The axis labels overlap and are hard to read. We will use rotateTitle to avoid overlapping axis labels.

parallelPlot(wh,
             rotateTitle = TRUE)

4.3 Changing the color scheme

We can also change the color scheme

parallelPlot(wh,
             continuousCS = "YlOrRd",
             rotateTitle = TRUE)

4.4 Parallel coordinates plot with histogram

In the code chunk below, histoVisibility argument is used to plot histogram along the axis of each variables.

histoVisibility <- rep(TRUE, ncol(wh))
parallelPlot(wh,
             rotateTitle = TRUE,
             histoVisibility = histoVisibility)

5 Reflections

I understand that this technique is used to visualize multiple variables across many context (e.g., region).
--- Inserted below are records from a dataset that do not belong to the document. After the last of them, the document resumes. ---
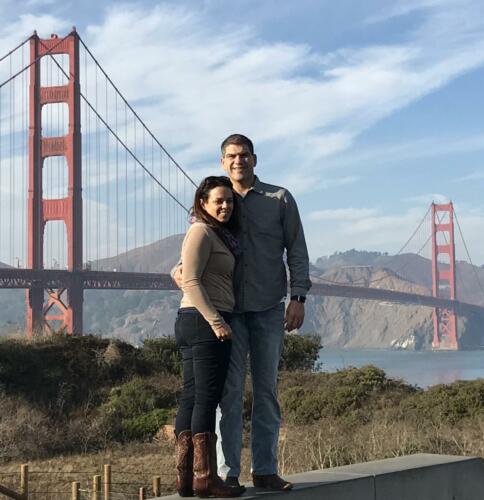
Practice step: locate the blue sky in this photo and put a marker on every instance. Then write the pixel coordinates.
(366, 111)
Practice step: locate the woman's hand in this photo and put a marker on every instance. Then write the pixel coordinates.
(223, 332)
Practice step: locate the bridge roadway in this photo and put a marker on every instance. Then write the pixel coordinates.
(111, 280)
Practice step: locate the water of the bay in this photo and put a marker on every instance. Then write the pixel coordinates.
(424, 368)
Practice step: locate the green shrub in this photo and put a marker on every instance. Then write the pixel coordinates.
(300, 352)
(447, 403)
(145, 426)
(163, 355)
(62, 372)
(353, 394)
(138, 408)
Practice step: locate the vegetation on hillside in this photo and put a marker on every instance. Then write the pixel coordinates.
(80, 395)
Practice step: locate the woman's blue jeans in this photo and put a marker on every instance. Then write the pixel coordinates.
(205, 363)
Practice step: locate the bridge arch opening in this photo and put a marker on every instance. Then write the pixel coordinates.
(54, 178)
(54, 70)
(55, 119)
(55, 245)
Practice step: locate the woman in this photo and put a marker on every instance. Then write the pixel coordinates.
(203, 334)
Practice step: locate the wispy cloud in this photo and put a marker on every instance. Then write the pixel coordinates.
(203, 85)
(474, 176)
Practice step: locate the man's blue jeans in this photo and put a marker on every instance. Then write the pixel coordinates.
(261, 336)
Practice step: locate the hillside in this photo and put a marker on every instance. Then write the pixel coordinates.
(134, 316)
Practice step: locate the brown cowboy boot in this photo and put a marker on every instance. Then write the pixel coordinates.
(206, 482)
(184, 463)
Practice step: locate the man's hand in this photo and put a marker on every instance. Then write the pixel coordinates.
(294, 315)
(223, 332)
(177, 276)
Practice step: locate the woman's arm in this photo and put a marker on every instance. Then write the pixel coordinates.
(196, 250)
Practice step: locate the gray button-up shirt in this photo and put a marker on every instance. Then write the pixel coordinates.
(269, 224)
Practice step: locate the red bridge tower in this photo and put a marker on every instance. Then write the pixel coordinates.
(443, 275)
(46, 306)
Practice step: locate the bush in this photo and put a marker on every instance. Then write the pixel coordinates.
(138, 408)
(147, 425)
(447, 403)
(163, 355)
(300, 353)
(353, 394)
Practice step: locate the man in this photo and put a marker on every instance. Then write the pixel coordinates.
(269, 225)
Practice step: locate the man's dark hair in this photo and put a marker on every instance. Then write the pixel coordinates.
(203, 192)
(238, 140)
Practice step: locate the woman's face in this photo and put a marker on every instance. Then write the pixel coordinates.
(219, 204)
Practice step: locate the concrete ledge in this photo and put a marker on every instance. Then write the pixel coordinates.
(412, 477)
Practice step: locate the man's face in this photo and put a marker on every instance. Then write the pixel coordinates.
(238, 162)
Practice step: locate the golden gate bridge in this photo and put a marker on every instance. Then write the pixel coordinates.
(70, 203)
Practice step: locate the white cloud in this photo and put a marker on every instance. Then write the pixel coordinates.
(427, 198)
(343, 214)
(474, 176)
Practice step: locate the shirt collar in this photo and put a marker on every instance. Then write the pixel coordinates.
(257, 187)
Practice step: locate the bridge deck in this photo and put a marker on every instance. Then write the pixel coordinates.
(111, 280)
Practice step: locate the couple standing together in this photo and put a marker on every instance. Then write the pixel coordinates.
(234, 284)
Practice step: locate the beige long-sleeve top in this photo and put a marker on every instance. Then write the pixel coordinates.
(207, 274)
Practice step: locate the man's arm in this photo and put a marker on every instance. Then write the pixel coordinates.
(297, 261)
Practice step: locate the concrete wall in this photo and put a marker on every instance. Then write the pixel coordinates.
(413, 477)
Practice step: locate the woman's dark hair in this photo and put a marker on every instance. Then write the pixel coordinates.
(202, 193)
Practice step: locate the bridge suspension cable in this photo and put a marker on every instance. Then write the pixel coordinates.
(399, 269)
(135, 193)
(468, 254)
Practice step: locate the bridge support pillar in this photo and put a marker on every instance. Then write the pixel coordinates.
(62, 309)
(443, 275)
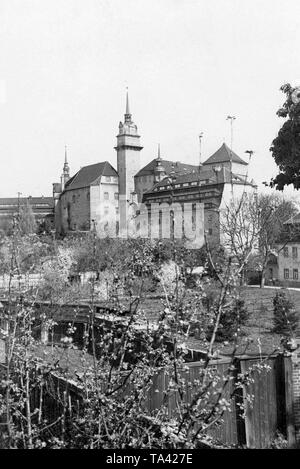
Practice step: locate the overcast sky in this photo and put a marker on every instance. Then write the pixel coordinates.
(65, 65)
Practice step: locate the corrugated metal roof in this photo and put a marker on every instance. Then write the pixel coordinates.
(89, 175)
(168, 166)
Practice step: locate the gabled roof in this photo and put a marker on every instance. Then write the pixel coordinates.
(223, 155)
(168, 166)
(90, 175)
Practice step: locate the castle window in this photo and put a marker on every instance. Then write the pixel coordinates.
(286, 273)
(295, 274)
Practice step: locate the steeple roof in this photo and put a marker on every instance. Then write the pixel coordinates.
(224, 154)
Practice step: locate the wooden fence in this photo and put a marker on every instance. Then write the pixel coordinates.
(269, 412)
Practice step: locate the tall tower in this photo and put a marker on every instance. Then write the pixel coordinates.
(128, 155)
(159, 170)
(66, 171)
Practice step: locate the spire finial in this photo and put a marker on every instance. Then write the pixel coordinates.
(127, 102)
(127, 113)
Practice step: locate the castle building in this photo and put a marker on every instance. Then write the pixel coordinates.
(99, 197)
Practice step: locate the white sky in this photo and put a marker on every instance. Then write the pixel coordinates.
(65, 65)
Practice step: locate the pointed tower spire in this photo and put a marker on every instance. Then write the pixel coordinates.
(66, 171)
(66, 159)
(127, 112)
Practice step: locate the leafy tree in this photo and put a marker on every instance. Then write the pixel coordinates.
(274, 211)
(285, 316)
(286, 146)
(252, 226)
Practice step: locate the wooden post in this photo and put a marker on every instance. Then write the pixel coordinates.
(288, 379)
(250, 440)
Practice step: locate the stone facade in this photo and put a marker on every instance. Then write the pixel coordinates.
(89, 199)
(98, 195)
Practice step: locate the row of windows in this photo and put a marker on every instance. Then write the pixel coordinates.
(294, 251)
(286, 274)
(106, 195)
(110, 179)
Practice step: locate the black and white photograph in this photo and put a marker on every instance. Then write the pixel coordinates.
(150, 227)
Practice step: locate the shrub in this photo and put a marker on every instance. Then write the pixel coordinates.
(285, 316)
(231, 321)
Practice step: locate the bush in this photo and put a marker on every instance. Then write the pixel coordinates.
(285, 316)
(231, 321)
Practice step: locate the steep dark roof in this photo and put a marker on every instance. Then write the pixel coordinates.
(168, 165)
(89, 175)
(223, 155)
(15, 201)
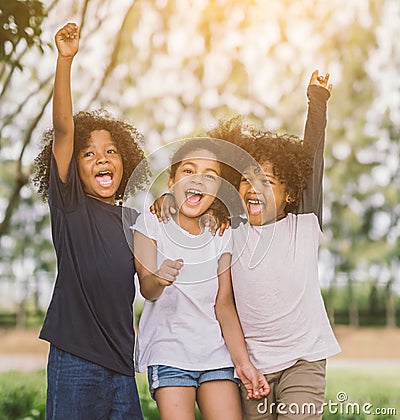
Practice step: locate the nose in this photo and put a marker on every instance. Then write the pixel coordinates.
(102, 159)
(197, 179)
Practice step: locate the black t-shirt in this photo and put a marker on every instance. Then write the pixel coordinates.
(91, 311)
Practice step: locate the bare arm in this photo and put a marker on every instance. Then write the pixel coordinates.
(318, 93)
(152, 280)
(225, 310)
(67, 42)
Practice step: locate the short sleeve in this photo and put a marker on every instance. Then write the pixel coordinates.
(147, 224)
(226, 243)
(69, 195)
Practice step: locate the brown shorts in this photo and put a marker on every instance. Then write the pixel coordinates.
(297, 393)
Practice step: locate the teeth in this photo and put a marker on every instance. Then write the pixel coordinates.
(194, 192)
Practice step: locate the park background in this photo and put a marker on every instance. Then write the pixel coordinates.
(173, 67)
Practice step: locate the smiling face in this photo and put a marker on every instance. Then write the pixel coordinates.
(195, 184)
(100, 167)
(264, 195)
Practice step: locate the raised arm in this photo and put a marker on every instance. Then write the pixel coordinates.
(67, 42)
(318, 93)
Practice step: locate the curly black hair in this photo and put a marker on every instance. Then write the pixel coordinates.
(126, 137)
(290, 159)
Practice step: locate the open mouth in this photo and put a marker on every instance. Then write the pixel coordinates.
(104, 178)
(193, 197)
(255, 207)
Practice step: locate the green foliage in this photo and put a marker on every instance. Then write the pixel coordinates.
(20, 21)
(22, 396)
(378, 386)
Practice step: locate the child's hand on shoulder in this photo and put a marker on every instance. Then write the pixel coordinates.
(322, 81)
(168, 272)
(67, 40)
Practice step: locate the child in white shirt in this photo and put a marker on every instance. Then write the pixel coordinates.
(189, 320)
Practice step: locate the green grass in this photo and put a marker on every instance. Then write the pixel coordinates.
(377, 387)
(22, 395)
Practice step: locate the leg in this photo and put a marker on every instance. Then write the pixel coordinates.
(176, 402)
(264, 409)
(77, 389)
(219, 400)
(125, 403)
(301, 390)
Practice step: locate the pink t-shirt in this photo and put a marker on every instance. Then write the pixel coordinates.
(277, 293)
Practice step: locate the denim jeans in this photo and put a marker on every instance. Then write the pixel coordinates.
(78, 389)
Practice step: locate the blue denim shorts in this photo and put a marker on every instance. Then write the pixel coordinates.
(161, 376)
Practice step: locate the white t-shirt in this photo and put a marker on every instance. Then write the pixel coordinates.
(277, 293)
(180, 328)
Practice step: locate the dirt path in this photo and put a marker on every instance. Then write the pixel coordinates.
(22, 350)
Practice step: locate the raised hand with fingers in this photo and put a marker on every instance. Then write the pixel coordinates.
(320, 80)
(168, 272)
(67, 40)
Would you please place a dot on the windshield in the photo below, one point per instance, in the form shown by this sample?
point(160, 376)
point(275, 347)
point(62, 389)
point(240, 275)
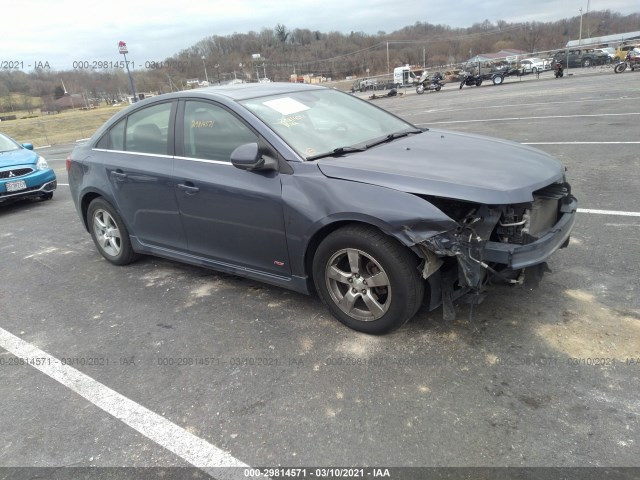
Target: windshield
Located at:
point(324, 122)
point(8, 145)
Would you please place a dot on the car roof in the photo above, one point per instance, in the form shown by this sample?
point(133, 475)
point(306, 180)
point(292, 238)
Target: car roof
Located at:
point(243, 91)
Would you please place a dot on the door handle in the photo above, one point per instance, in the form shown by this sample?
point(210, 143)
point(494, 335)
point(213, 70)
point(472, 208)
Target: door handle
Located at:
point(119, 176)
point(188, 188)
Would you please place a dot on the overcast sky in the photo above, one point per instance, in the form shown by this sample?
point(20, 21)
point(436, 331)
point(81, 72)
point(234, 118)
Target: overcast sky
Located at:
point(63, 31)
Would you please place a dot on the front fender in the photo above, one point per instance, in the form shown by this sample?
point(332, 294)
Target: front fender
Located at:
point(311, 203)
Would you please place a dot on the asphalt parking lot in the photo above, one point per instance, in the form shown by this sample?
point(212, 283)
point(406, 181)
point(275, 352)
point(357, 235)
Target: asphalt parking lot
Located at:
point(184, 366)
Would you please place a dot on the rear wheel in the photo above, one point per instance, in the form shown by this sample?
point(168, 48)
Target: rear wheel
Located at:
point(109, 233)
point(368, 280)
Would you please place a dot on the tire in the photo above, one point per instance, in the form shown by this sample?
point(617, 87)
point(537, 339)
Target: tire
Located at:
point(109, 233)
point(621, 67)
point(343, 268)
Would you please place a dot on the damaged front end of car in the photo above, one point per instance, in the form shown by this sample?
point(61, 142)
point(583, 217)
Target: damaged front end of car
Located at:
point(494, 243)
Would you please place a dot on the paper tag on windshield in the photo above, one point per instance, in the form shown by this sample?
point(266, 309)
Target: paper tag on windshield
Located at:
point(286, 106)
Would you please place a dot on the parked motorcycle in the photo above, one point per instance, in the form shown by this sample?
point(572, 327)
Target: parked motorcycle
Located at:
point(470, 79)
point(632, 60)
point(425, 83)
point(558, 70)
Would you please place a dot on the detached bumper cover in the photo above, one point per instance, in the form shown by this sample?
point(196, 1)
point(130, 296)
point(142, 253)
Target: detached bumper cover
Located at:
point(522, 256)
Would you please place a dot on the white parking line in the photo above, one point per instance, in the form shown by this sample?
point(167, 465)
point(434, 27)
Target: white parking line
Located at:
point(187, 446)
point(609, 212)
point(511, 119)
point(577, 143)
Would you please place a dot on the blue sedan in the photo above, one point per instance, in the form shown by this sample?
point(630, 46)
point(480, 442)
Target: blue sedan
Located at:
point(23, 173)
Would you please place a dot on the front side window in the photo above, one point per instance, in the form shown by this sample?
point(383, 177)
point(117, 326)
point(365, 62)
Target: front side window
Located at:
point(212, 133)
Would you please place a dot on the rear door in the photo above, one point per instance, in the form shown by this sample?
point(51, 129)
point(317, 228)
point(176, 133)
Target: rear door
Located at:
point(230, 216)
point(137, 154)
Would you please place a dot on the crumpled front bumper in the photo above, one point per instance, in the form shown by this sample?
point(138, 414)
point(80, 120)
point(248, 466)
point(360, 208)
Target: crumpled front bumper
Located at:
point(516, 257)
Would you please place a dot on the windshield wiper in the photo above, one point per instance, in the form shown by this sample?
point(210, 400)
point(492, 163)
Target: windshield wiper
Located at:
point(336, 151)
point(393, 136)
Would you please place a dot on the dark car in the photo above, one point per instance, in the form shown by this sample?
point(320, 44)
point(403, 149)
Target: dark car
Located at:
point(312, 189)
point(581, 57)
point(23, 173)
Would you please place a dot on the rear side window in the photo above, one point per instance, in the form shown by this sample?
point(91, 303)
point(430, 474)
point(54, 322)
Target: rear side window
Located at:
point(144, 131)
point(147, 130)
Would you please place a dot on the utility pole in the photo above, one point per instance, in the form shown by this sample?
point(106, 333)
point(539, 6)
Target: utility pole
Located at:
point(122, 48)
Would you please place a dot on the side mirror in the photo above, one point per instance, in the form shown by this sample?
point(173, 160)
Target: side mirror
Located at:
point(248, 157)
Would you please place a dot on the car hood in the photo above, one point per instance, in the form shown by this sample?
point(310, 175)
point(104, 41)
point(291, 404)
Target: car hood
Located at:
point(451, 165)
point(18, 157)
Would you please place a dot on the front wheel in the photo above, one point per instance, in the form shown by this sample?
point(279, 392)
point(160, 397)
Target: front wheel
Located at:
point(621, 67)
point(109, 233)
point(368, 280)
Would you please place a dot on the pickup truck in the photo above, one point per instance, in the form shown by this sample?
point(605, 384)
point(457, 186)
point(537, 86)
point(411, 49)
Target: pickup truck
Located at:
point(580, 57)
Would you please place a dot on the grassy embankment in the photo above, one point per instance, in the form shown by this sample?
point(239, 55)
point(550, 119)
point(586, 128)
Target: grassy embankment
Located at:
point(65, 127)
However, its clarity and aesthetics both are on the low end as presented in the exercise, mainly due to the sheer amount of dimensions presented.

Adding a country label when hovering on a line should already improve the clarity.

For multivariate analysis, I prefer to use heatmap as it’s more aesthetic and clearer.